On 19/02/25 12:25, Dave Hansen wrote:
On 2/19/25 07:13, Valentin Schneider wrote:
Maybe I missed part of the discussion though. Is VMEMMAP your only concern? I would have guessed that the more generic vmalloc() functionality would be harder to pin down.
Urgh, that'll teach me to send emails that late - I did indeed mean the vmalloc() range, not at all VMEMMAP. IIUC *neither* are present in the user kPTI page table and AFAICT the page table swap is done before the actual vmap'd stack (CONFIG_VMAP_STACK=y) gets used.
OK, so rewriting your question... ;)
So what if the vmalloc() range *isn't* in the CR3 tree when a CPU is executing in userspace?
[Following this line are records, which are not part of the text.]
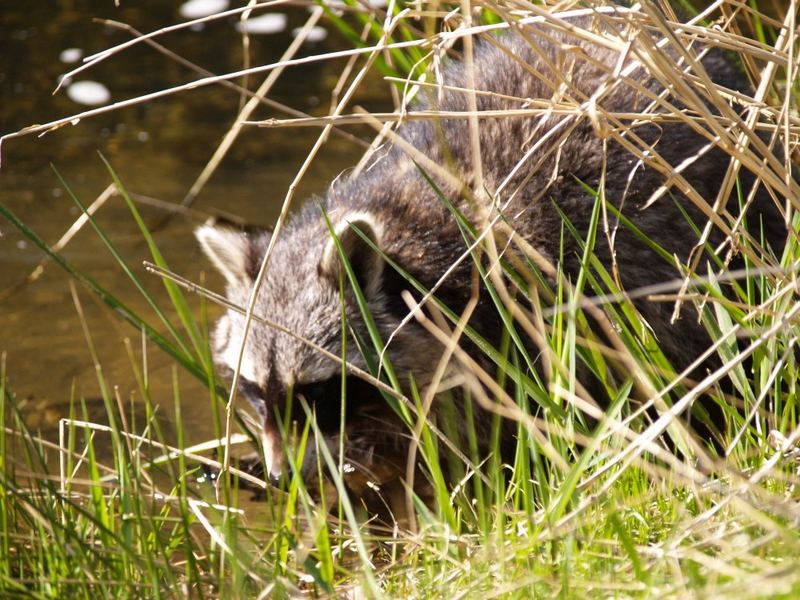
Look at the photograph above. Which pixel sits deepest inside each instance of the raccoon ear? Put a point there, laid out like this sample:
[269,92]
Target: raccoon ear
[366,261]
[235,253]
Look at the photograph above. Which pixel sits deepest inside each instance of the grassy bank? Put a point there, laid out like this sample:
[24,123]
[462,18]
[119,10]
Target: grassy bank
[621,501]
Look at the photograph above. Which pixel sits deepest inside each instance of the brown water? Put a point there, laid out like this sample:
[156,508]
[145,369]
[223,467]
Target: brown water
[158,149]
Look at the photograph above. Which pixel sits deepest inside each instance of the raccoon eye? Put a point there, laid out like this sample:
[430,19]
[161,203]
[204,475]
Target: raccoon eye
[321,391]
[250,390]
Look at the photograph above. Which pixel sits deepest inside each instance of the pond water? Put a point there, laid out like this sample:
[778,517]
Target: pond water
[158,149]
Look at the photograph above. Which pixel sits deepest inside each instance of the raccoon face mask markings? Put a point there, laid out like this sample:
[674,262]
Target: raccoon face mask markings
[408,213]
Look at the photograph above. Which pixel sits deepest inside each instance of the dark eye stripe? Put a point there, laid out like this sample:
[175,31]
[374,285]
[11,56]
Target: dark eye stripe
[251,390]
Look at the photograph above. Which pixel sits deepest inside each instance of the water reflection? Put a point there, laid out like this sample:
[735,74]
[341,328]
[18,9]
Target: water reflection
[158,149]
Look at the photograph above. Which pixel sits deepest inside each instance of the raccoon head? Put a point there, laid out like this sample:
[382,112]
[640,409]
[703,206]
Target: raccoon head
[301,298]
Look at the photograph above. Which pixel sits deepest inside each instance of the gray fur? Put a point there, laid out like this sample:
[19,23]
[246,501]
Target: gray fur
[393,204]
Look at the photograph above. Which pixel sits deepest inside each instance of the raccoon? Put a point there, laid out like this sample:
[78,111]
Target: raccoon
[396,221]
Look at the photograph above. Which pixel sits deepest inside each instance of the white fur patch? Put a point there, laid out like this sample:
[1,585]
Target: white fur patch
[248,367]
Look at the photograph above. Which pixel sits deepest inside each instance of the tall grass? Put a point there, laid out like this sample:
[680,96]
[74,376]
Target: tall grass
[612,501]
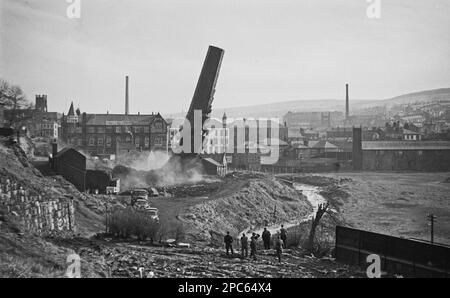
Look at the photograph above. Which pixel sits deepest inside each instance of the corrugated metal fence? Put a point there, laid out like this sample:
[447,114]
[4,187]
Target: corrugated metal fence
[400,256]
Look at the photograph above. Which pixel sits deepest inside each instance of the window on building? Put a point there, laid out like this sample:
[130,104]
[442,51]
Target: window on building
[157,125]
[158,141]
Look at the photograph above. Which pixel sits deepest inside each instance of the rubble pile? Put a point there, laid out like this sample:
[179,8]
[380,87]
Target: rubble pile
[127,260]
[36,213]
[191,190]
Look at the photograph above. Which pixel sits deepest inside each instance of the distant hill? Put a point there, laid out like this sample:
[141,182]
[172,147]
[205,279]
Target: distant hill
[421,96]
[321,105]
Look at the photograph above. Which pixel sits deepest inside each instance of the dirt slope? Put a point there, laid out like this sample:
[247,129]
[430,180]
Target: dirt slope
[258,203]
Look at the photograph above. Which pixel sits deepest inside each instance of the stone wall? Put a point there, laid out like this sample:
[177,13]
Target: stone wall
[36,213]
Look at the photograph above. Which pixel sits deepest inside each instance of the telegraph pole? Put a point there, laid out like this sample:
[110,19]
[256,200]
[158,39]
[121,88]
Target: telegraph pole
[432,218]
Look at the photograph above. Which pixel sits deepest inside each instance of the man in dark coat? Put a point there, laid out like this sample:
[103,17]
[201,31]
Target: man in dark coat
[266,238]
[244,246]
[279,247]
[283,234]
[228,243]
[253,246]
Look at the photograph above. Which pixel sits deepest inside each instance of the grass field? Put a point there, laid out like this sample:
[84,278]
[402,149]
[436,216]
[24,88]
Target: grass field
[398,203]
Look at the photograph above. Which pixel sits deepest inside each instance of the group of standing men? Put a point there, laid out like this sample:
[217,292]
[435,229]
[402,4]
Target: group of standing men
[280,243]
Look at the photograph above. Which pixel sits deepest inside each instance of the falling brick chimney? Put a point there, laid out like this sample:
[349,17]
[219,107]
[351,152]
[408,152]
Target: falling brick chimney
[347,113]
[126,96]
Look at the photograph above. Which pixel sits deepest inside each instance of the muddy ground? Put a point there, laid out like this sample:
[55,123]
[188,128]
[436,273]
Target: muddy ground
[397,203]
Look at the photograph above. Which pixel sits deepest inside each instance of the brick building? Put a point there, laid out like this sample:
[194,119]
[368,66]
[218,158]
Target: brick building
[400,155]
[107,134]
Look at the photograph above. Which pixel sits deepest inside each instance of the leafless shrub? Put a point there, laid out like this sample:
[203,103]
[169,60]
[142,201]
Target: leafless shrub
[131,222]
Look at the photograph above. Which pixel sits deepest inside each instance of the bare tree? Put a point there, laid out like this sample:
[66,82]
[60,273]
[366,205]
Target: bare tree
[14,99]
[315,222]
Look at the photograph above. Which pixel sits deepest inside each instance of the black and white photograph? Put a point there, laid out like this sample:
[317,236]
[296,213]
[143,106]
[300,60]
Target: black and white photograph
[223,146]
The LDT and maybe the PEBS buffers are the only implicit supervisor accesses to vmalloc()'d memory that I can think of. But those are both handled specially and shouldn't ever get zapped while in use. The LDT replacement has its own IPIs separate from TLB flushing.
But I'm actually not all that worried about accesses while actually running userspace. It's that "danger zone" in the kernel between entry and when the TLB might have dangerous garbage in it.
So say we have kPTI, thus no vmalloc() mapped in CR3 when running userspace, and do a full TLB flush right before switching to userspace - could the TLB still end up with vmalloc()-range-related entries when we're back in the kernel and going through the danger zone?
BTW, I hope this whole thing is turned off on 32-bit. There, we can actually take and handle faults on the vmalloc() area. If you get one of those faults in your "danger zone", it'll start running page fault code which will branch out to god-knows-where and certainly isn't noinstr.
Sounds... Fun. Thanks for pointing out the landmines.